Don’t use it. Use round-robin, its simple, and it works. If you have multiple webservers, be sure and tweak the round-robin order that you distribute requests to or use random.
Why: The LoadBalancing method leads to a cascade failure because what really happens is that the adaptor forwards ALL incoming requests to a single instance, bringing that instance down. That’s because the load balancing isn’t live, its the load as of the last successful request.
In Detail: Lets say you have 3 instances, 1, 2, 3. To start, let’s say requests have been coming in slowly enough. So the instances will show up in the load balancing with various loads:
Instance 1 load: 3.4
Instance 2 load: 2.3
Instance 3 load: 4.5
Now lets say your CEO goes on TV, and so 50 people fire up their browsers and jump to your site in the same moment. Where are those 50 new sessions going to go? All of them will go to instance 2, because it has the lowest load.
Now sure, instance 2 now has a higher load, but that’s the real-time load. The load number that WebObjects uses for the load balancing is based on the value returned from the last completed request. So until the first of those 50 requests come back from instance 2, the adaptor will continue to forward requests to instance 2.

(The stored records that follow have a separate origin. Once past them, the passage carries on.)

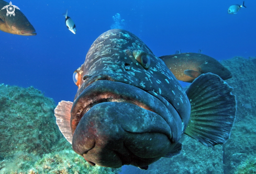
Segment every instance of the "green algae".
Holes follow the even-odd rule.
[[[56,126],[55,104],[33,87],[0,85],[0,159],[18,151],[51,152],[61,134]]]
[[[247,159],[237,167],[235,174],[256,173],[256,158]]]
[[[0,164],[1,173],[116,174],[120,169],[92,167],[72,149],[43,155],[42,157],[19,152],[14,158]]]
[[[0,84],[0,173],[118,173],[73,152],[56,125],[55,107],[32,86]]]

Even then, it won’t help you, because then it might look like this:
Instance 1 load: 3.4
Instance 2 load: 52.3
Instance 3 load: 4.5
So the next 50 requests will go to instance 1. The same thing will happen:
Instance 1 load: 53.4
Instance 2 load: 52.3
Instance 3 load: 4.5
Now they will all go to instance 3. The same thing happens:
Instance 1 load: 53.4
Instance 2 load: 52.3
Instance 3 load: 54.5
Ok, so now the surge passes, and instance 2 now has the lowest load average again, and completes some successful requests so that the adaptor pulls is lower load average:
Instance 1 load: 53.4
Instance 2 load: 2.3
Instance 3 load: 54.5
It will now be almost impossible for instance 1 and 3 to ever be used again. You’ve gone from having 3 instances to effectively having 1.

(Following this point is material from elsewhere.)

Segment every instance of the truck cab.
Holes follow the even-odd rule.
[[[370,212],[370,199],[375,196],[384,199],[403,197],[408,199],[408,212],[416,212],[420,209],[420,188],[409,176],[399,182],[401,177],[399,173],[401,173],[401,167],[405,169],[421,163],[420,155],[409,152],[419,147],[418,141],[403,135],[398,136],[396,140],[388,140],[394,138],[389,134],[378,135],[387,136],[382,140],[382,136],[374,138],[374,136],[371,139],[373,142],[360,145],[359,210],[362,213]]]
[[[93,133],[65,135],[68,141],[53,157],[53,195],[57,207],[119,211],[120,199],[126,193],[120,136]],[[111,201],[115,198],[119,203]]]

That’s with 3 instances. If your site is as busy as ours so you need something like 45 instances to deal with load, the problem is even worse because what happens is that having all those requests go to a single instance basically destroys that instance. So then the adaptor sends the next set of requests to the next instance in the list, destroys that, etc.
A cascade failure, which brings down the site.

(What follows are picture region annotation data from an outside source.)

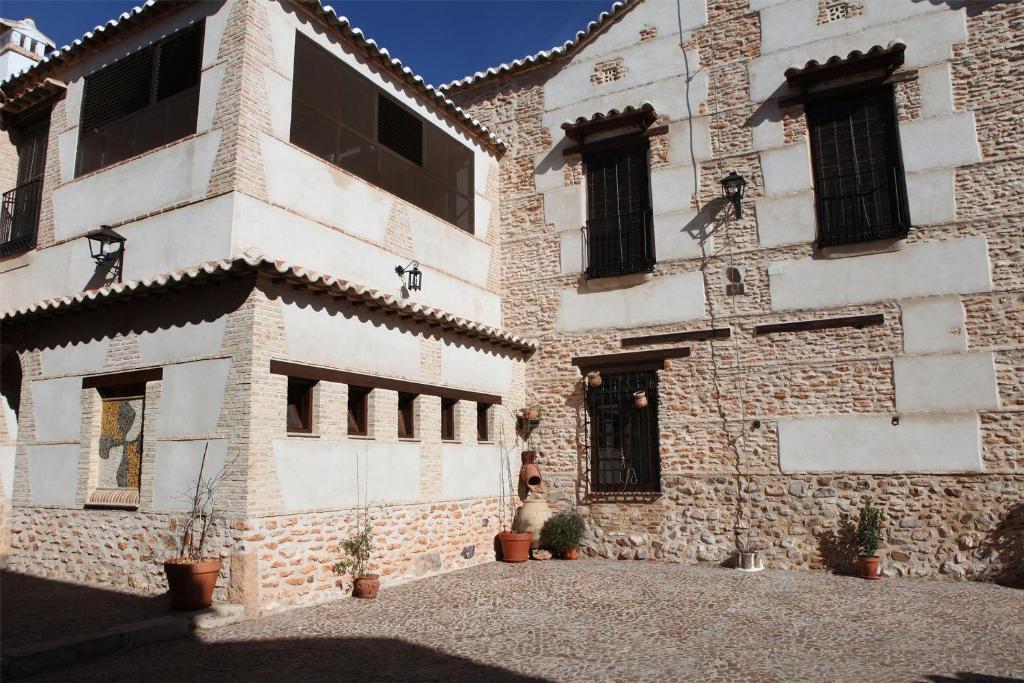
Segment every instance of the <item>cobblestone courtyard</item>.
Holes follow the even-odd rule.
[[[993,678],[986,678],[993,677]],[[657,562],[488,564],[36,680],[1024,677],[1024,592]]]

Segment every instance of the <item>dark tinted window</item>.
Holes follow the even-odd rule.
[[[179,31],[86,77],[77,175],[196,132],[203,29]]]
[[[299,34],[291,140],[473,231],[473,152]]]

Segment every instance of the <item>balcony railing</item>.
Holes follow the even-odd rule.
[[[587,221],[584,239],[587,278],[650,272],[656,262],[649,209],[592,218]]]
[[[905,238],[909,230],[902,172],[881,168],[818,180],[818,246]]]
[[[43,179],[23,183],[3,195],[0,208],[0,256],[36,246],[39,207],[43,203]]]

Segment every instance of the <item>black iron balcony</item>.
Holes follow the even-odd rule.
[[[819,247],[906,237],[910,223],[899,169],[833,175],[817,182]]]
[[[587,221],[584,240],[587,278],[650,272],[656,262],[649,209],[592,218]]]
[[[43,203],[43,179],[23,183],[3,195],[0,207],[0,256],[36,246],[39,208]]]

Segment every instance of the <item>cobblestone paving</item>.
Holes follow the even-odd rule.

Round-robin on the other hand is brutally simple, and always works if you have one webserver, because each instance gets allocated new sessions evenly. If you have multiple webservers, its a bit more tricky, because their roundrobin won’t be in sync. So instead of new sessions going to instance 1, 2, 3, 4, with two webservers it goes 1,1, 2, 2, 3, 3. You can fix this by either having one webserver allocate in reverse order 45,44,43 by editing the XML config file or by just having both use random.